RUNBOOK — Cloud Observability Platform¶

Operational manual for obs.tlsstress.art. Architecture: HLD. Component details: LLD. How-to guides: GUIDES.

Access: ssh -i ~/.ssh/tlsstress_f2_hetzner root@89.167.3.1 · stack at /opt/obs · https://obs.tlsstress.art (landing) · …/grafana (UI).

0. Golden commands¶

cd /opt/obs
docker compose ps                         # status of all services
docker compose logs -f grafana            # tail one service
docker compose up -d                       # apply compose changes (idempotent)
docker compose up -d --force-recreate svc  # recreate one service (env/mount change)
docker compose kill -s SIGHUP prometheus   # hot-reload Prometheus rules/targets
docker compose restart vector              # restart (re-reads bind-mounted config)
grep GF_ADMIN_PASSWORD /opt/obs/.env       # local Grafana admin password

Config files are bind-mounted → a restart re-reads them. Env changes in docker-compose.yml/.env require up -d --force-recreate <svc>.

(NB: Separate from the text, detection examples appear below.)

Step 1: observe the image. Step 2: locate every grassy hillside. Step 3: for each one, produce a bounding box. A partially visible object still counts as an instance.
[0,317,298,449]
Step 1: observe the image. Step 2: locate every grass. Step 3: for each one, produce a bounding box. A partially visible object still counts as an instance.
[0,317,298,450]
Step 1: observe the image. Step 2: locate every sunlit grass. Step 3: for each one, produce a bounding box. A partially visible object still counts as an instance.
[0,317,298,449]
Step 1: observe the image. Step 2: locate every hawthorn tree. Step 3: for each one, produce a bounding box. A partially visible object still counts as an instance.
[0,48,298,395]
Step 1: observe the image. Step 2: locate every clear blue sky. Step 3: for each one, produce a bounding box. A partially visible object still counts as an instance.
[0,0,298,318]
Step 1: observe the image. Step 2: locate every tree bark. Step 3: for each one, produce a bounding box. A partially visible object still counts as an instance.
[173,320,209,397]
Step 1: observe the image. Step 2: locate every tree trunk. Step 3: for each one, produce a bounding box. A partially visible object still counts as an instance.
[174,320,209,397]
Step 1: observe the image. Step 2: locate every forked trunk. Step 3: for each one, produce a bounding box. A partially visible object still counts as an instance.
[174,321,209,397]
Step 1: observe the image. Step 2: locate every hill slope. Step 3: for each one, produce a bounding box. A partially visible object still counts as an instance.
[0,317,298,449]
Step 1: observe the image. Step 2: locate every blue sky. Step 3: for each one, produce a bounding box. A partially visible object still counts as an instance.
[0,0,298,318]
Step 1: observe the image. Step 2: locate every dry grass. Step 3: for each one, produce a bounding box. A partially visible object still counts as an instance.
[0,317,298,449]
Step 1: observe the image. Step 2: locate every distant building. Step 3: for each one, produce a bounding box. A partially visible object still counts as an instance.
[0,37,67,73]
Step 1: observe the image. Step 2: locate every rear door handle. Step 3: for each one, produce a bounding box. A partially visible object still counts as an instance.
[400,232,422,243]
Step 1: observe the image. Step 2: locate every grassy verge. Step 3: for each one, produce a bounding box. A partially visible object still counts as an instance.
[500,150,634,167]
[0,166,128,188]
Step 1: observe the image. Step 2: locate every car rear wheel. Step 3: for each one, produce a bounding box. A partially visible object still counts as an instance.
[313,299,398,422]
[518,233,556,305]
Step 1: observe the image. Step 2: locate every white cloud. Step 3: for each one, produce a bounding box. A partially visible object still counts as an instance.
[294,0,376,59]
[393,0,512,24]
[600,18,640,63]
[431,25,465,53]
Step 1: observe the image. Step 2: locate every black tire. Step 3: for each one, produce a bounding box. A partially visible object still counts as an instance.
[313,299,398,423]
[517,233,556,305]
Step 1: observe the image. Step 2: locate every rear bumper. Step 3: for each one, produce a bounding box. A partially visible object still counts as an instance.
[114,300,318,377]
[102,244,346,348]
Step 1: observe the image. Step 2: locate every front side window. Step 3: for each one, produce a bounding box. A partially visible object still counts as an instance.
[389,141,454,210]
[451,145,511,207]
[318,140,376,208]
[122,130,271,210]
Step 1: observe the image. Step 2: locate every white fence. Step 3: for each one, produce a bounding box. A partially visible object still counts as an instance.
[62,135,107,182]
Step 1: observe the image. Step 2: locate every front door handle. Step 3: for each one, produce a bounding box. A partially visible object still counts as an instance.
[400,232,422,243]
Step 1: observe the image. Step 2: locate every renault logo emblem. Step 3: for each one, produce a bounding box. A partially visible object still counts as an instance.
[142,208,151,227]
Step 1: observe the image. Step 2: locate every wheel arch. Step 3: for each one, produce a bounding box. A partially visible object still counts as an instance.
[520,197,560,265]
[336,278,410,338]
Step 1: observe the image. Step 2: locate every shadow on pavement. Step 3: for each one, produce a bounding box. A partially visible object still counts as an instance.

1. Deploy / update from the repo¶

Source of truth is observability/cloud/ in the AI_forSE repo. To push a change:

# from a workstation with the repo + SSH key
cd AI_forSE/observability/cloud
KEY=~/.ssh/tlsstress_f2_hetzner ; BOX=root@89.167.3.1
# clean macOS junk first (tar/scp create ._* AppleDouble files)
find . -name '._*' -delete
scp -i $KEY <changed-file> $BOX:/opt/obs/<path>
ssh -i $KEY $BOX 'cd /opt/obs && docker compose up -d'   # or --force-recreate <svc>

Dashboards (grafana/dashboards/*.json) auto-provision within ~10s of landing on the box — no restart needed. Prometheus rules/targets: kill -s SIGHUP.

2. Health verification¶

# external
curl -sI https://obs.tlsstress.art/            # 200 (landing)
curl -sI https://obs.tlsstress.art/grafana/api/health   # 200

# internal (from the box, on the compose network)
NET=tlsstress-obs_default
for s in prometheus:9090/-/healthy loki:3100/ready tempo:3200/ready \
         vector:8686/health blackbox:9115/-/healthy grafana:3000/api/health; do
  docker run --rm --network $NET curlimages/curl:8.10.1 -s -o /dev/null -w "$s %{http_code}\n" http://$s
done

# data flowing
docker run --rm --network $NET curlimages/curl:8.10.1 -s \
  'http://prometheus:9090/api/v1/query?query=up' | python3 -m json.tool | grep -c '"value"'

3. Data-source activation (drop a key, recreate poller/grafana)¶

Source	Status	`.env` key(s)	Apply
Cloudflare	✅ live	`CF_API_TOKEN`	`docker compose up -d --force-recreate cloud-poller`
Stripe	✅ live	`STRIPE_API_KEY` (`rk_live_…` read-only)	`… cloud-poller`
AWS CloudWatch	✅ live	`AWS_RO_ACCESS_KEY_ID/SECRET` + `AWS_REGION`	`… grafana`
Auth0 SSO	✅ live	`GRAFANA_AUTH0_ENABLED/CLIENT_ID/SECRET`	`… grafana` (see SSO)
Plausible	🟡 deferred	`PLAUSIBLE_API_KEY` + `PLAUSIBLE_SITE_IDS`	`… cloud-poller`

Verify a poller source: docker compose exec -T cloud-poller sh -c 'cat /textfile/cloud.prom | grep _scrape_up'. Verify a Grafana datasource: curl -u admin:$PW https://obs.tlsstress.art/grafana/api/datasources/uid/<uid>/health.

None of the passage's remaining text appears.